Currently 4.7 million teens are working (CNN money). Some got the job by their own choice, while others might have been forced to start working by their parents. I believe that working as a teenager is good. I think it builds character and shows the teen what the “real world is. But that’s not just me, the Washington Post agrees, in an article published in November of 2015 they stated, “That teens who work can manage their time better and have better grades.”
I currently am employed at three business in Steamboat, but I’m only actively working at two of the three. The two jobs I currently work at are the best jobs I’ve ever had. I’m treated well, have great coworkers, decent hours, and pretty good pay. The first one is a newer restaurant in town and I’ve worked there for 5 months. I love going into work there. The other is a lifeguard job that I’ve had for a little over a month and just like restaurant I love every second there because the people I work with and work for are incredibly nice. I also used to work at a bar and grill as a dishwasher and it was a really nice job. I only left because I had a better opportunity. I believe you should always leave on good terms with bosses just in case you need that job again.
Not all jobs will be good jobs, let alone great. Just ask literally anyone that’s held a job. Some places will discriminate against you because of your age (which is in fact illegal). Other places just aren’t good employers and have constant staff turnover.
Here are some not so great work experiences that I’ve had. I started working at a restaurant in early 2015 and was there until mid 2016. At first this job was great. The people were very nice, I got a ton of hours and it was fun. After a year I was still at $9 an hour while everyone else was at at least $11 an hour and some of them were lazy and worked less than I did. The difference was I was under 18.

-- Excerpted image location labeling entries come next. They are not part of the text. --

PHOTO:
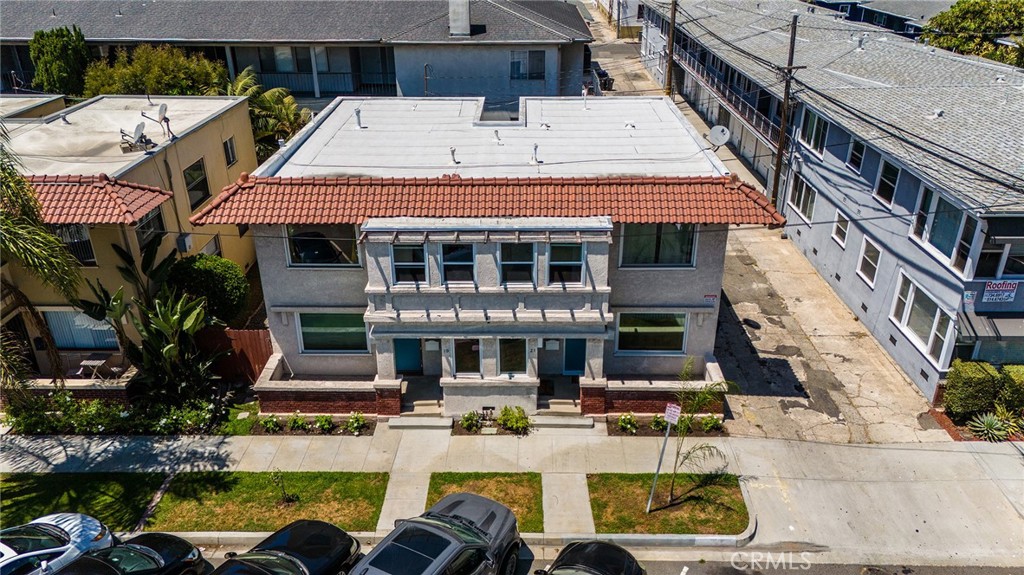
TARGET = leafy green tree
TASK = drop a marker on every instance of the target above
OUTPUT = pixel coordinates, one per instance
(972, 27)
(60, 57)
(154, 70)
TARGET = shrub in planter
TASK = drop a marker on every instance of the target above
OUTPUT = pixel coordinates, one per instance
(1012, 395)
(221, 281)
(971, 388)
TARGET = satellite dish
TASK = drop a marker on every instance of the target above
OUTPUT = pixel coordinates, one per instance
(719, 135)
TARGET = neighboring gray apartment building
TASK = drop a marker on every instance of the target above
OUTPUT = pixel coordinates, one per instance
(501, 49)
(411, 250)
(904, 177)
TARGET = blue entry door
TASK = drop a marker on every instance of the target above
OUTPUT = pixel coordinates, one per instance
(576, 357)
(408, 357)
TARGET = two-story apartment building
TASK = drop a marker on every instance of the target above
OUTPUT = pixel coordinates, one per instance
(412, 250)
(902, 178)
(501, 49)
(99, 186)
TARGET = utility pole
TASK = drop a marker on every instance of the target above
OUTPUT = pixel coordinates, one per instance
(780, 148)
(672, 48)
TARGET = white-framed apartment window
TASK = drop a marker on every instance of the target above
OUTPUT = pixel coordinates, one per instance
(151, 226)
(229, 156)
(856, 158)
(332, 333)
(565, 263)
(196, 183)
(803, 197)
(466, 357)
(945, 227)
(527, 64)
(653, 334)
(323, 246)
(671, 246)
(78, 241)
(813, 131)
(517, 263)
(885, 185)
(867, 268)
(918, 315)
(457, 263)
(409, 263)
(841, 228)
(76, 330)
(512, 356)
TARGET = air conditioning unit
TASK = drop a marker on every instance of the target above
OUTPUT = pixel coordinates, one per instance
(184, 242)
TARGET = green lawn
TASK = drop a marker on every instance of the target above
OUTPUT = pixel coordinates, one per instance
(521, 492)
(250, 501)
(704, 504)
(119, 499)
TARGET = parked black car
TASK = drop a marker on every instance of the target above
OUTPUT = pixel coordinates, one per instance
(593, 558)
(303, 547)
(463, 534)
(148, 554)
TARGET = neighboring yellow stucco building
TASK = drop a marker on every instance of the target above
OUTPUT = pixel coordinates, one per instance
(99, 185)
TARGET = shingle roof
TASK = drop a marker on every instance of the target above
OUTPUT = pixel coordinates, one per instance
(223, 21)
(630, 200)
(889, 78)
(94, 200)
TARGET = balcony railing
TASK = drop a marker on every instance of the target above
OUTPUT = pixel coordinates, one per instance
(731, 99)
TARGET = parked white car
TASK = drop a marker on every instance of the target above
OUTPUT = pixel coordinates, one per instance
(48, 543)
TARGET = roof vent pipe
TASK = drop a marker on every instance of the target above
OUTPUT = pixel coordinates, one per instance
(459, 17)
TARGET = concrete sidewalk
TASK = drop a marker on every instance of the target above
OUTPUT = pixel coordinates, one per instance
(927, 503)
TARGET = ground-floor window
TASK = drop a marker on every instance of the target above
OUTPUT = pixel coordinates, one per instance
(74, 329)
(651, 333)
(512, 356)
(336, 333)
(467, 356)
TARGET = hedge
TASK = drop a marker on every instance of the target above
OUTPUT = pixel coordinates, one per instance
(971, 388)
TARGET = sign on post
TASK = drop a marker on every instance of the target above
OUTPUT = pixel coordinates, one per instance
(672, 412)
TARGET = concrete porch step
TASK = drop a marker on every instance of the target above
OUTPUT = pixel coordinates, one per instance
(576, 422)
(417, 422)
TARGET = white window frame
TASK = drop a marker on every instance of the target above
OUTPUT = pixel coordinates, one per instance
(846, 228)
(651, 353)
(900, 322)
(860, 262)
(297, 318)
(924, 240)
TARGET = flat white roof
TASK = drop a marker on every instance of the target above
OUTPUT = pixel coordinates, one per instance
(89, 142)
(401, 137)
(12, 104)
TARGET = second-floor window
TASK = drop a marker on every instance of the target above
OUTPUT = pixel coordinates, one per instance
(196, 183)
(457, 263)
(410, 263)
(323, 245)
(565, 264)
(657, 246)
(813, 131)
(76, 238)
(527, 64)
(945, 227)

I went to my boss for a raise in pay and got shut down. Since everything but the pay was still great I just passed it off and forgot about it. Eventually the people stopped being so nice and the job overall stopped being fun, so I left.
Another bad experience I had was at a different bar and grill, but it was kind of the same thing, age discrimination for the most part. The part that was different here was the kitchen staff would leave me alone in the kitchen for anywhere between 20-40 minutes. This left me to do the dishes, run food, sometimes cook the food, and since the front of house staff is lazy, I was also serving.
YVHS student, Jack Ringer, has had a positive experience working so far at his restaurant. Work experience has helped Jack learn how to deal with money. Also, he has gotten better with interpersonal communications.
In conclusion teens who work are most likely going to be more prepared for what life throws their way. Even though not all working experiences are good the lessons learned will help them forever.